Da hilft es übrigens auch nichts, wenn sich Politikerinnen wie die Bundesministerin für Bildung und Forschung, Bettina Stark-Watzinger, wiederholt und nachdrücklich mit der Aussage zitieren lassen, es dürfe keine weiteren Schulschließungen mehr geben. Dass sich die niemand wünscht, ist ja unbestritten. Dass sie massive Auswirkungen auf die psychische Gesundheit der Kinder haben können, ebenfalls. Aber dass Schulschließungen politisch verhindert werden, zeigt, wie realitätsfremd manche Ministerien mittlerweile sind: Ein mögliches Instrument zur Pandemiebekämpfung wird hier ohne Not aus dem Werkzeugkasten genommen. Das könnte man auch als ziemliche Dummheit beschreiben angesichts einer Viruspandemie, deren Unberechenbarkeit immer wieder deutlich wird.

Keine Schulschließungen, aber trotzdem viel Unterrichtsausfall

Das vergangene Schulhalbjahr hat es ja bereits gezeigt: Offizielle Schulschließungen gab es zwar nicht mehr – und das wurde von der Bildungspolitik auch entsprechend hervorgehoben. Allerdings war das natürlich eine ziemlich große Mogelpackung, denn angesichts der zahlreichen Unterrichtsausfälle durch erkrankte Kinder oder Lehrkräfte in den Wochen vor den Sommerferien konnte von flächendeckendem Regelunterricht nicht mehr ernsthaft gesprochen werden.

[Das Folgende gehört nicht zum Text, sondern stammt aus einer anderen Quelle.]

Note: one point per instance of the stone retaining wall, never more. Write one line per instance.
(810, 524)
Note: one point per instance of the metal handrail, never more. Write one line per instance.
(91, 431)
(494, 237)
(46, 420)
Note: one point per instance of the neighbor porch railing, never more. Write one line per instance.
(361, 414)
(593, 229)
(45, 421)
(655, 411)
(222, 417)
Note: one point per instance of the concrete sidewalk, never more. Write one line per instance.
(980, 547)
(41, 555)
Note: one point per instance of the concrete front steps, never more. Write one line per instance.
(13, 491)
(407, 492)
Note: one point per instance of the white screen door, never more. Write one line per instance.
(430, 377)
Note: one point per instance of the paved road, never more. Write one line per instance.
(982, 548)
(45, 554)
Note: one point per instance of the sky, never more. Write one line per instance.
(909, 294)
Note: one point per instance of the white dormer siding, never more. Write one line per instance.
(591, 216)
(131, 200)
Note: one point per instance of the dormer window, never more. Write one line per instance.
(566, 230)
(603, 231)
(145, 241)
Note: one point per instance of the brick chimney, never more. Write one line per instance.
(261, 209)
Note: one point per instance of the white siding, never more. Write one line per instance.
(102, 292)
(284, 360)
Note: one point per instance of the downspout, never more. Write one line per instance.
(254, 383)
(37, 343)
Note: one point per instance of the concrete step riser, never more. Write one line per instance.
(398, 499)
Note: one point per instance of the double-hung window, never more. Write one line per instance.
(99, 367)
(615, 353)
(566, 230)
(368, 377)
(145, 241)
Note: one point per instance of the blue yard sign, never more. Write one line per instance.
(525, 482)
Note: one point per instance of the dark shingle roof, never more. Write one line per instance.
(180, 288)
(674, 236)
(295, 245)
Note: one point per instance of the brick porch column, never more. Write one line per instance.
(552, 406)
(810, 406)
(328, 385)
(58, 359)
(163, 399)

Was wir brauchen, ist ein klarer, einheitlicher, möglichst umfangreicher Kriterien- und Maßnahmenkatalog, der für alle Schulformen gilt. Denn aber gibt es immer noch nicht. Und so gehen die Schulen wieder einmal ziemlich schlecht vorbereitet ins nächste Schuljahr. Für die Verantwortlichen in Bund und Ländern ist das ein Armutszeugnis – übrigens schon das dritte in Folge.